Thought I'd post up my sauce that I whipped up, some credit goes to buster’s blueberry sauce recipe too!

You'll need

2qts of blueberries (about 3lbs)

1 large bell pepper- chopped

1 medium onion (yellow or white)- chopped

1 or 2 jalapenos (deseeded)

2 lemons (squeezed, juice)

5 stalks celery- chopped

1 large carrot- chopped

Put above in a food processor or blender and puree, if berries are froze make sure they are thawed before you blend.

Add blended items to sauce pan and then add 1qt of water and bring to a boil for 10 minutes then reduce heat to low.

Add following 

1 1/2 teaspoon salt

2 teaspoon pepper

2 teaspoon cinnamon

1 teaspoon ground ginger powder

1 clove of ground garlic

1 teaspoon fresh ground ginger

1 teaspoon celery seeds

1/8 cup franks red hot sauce (can adjust for more or less heat)

1 cup Jack Daniels

1/2 cup honey

3/4 cup molasses

1 ½ cup dark brown sugar (I used about 2 cups to get it nice a sweet, I'll use this on pork)
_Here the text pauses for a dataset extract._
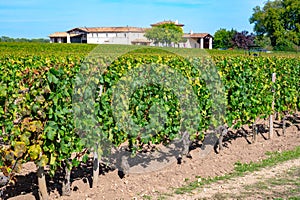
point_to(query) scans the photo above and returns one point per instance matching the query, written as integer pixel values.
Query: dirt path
(237, 187)
(152, 184)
Cook for about 3-4 hours on low heat till it thickens, If you aren't going to can it you can use some corn starch to thicken it up a bit.


----------



## vwdubfreak (Feb 22, 2012)

Steamy pic...


----------



## smokinhusker (Feb 22, 2012)

That sounds quite interesting and good. What do you serve it on?


----------



## vwdubfreak (Feb 22, 2012)

Pork or beef.

Chicken, was too sweet.

I have a pork shoulder getting ready to be dropped in the MES.


----------